SNPObject can also carry SNP-level local ancestry in calldata_lai. In this example, we attach SNP-level local ancestry with the same (n_snps, n_samples, 2) layout as the phased genotypes. SNPObject can also represent SNP-level LAI in a flattened haplotype layout.

Ancestry masking can be done without leaving the object.
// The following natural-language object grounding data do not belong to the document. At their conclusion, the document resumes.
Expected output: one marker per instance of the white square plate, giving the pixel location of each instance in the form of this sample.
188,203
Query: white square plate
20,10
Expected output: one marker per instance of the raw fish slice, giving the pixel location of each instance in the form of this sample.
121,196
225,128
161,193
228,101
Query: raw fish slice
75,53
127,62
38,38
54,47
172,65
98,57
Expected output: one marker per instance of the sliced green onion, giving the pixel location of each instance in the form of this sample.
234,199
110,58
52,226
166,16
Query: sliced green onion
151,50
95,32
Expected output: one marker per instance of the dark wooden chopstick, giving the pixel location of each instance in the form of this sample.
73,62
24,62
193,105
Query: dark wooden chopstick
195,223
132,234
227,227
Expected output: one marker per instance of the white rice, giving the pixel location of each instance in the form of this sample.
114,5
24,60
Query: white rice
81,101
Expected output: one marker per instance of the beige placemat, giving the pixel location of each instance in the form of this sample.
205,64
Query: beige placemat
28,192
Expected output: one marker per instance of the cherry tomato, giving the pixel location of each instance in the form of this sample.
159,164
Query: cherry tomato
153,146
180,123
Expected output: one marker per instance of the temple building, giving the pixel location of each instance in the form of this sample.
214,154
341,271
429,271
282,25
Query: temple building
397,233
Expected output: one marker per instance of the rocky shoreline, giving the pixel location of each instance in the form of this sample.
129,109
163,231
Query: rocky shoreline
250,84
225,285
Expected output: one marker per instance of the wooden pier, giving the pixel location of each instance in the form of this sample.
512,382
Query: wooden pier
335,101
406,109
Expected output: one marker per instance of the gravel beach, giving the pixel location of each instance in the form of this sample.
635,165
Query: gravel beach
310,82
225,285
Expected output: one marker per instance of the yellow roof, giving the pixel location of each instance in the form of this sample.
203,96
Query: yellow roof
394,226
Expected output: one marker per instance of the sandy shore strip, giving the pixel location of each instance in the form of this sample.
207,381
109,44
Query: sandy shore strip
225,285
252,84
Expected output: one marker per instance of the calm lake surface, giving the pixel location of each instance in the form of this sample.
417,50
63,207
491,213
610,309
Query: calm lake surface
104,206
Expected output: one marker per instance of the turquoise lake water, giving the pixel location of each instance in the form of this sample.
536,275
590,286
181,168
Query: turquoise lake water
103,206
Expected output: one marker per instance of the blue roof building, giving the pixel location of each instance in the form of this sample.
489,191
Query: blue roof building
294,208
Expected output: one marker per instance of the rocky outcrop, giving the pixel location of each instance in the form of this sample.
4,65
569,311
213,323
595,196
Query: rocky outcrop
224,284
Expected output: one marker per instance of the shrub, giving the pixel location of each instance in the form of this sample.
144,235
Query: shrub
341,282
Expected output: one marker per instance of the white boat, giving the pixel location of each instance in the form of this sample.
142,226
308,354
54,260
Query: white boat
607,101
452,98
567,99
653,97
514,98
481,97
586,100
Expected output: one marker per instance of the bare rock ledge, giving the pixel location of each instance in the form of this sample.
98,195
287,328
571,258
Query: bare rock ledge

In the ancestry-specific example below, ancestry=1 selects numeric ancestry code 1, which is labeled "ANC1" by ancestry_map.

snp_with_lai = snpobj.copy()
lai = rng.integers(0, 3, size=snp_with_lai.genotypes.shape, dtype=np.int8)
lai[11, :, :] = 0
lai[11, [0, 3, 4], :] = 1
snp_with_lai.calldata_lai = lai
snp_with_lai.ancestry_map = {"0": "ANC0", "1": "ANC1", "2": "ANC2"}

cohort_af, cohort_called = snp_with_lai.allele_freq(return_counts=True)
anc1_af, anc1_called = snp_with_lai.allele_freq(ancestry=1, return_counts=True)

lai_summary = pd.DataFrame(
    {
        "variant": snp_with_lai.variants_id,
        "cohort_af": cohort_af,
        "cohort_called": cohort_called,
        "ANC1_af": anc1_af,
        "ANC1_called": anc1_called,
        "abs_shift": np.abs(anc1_af - cohort_af),
    }
)

lai_summary.sort_values("abs_shift", ascending=False).head(8).round(3)

	variant	cohort_af	cohort_called	ANC1_af	ANC1_called	abs_shift
11	rs_obj_00012	0.375	16	1.000	6	0.625
7	rs_obj_00008	0.667	12	1.000	4	0.333
13	rs_obj_00014	0.312	16	0.000	3	0.312
16	rs_obj_00017	0.500	16	0.800	5	0.300
17	rs_obj_00018	0.312	16	0.500	6	0.188
3	rs_obj_00004	0.688	16	0.857	7	0.170
5	rs_obj_00006	0.750	12	0.600	5	0.150
9	rs_obj_00010	0.125	16	0.000	3	0.125

Takeaways¶

SNPObject is most useful when treated as an analysis container, not just a genotype array.
Working on copies makes metadata edits and export transforms safer.
dosage() and missing-aware summed genotypes are the bridge from phased haplotypes to matrix-style downstream workflows.
Filtering and sample reordering are easier to check when each step creates a clear new object.
Once metadata and LAI are attached, the same object can answer whole-cohort, group-level, and ancestry-masked questions.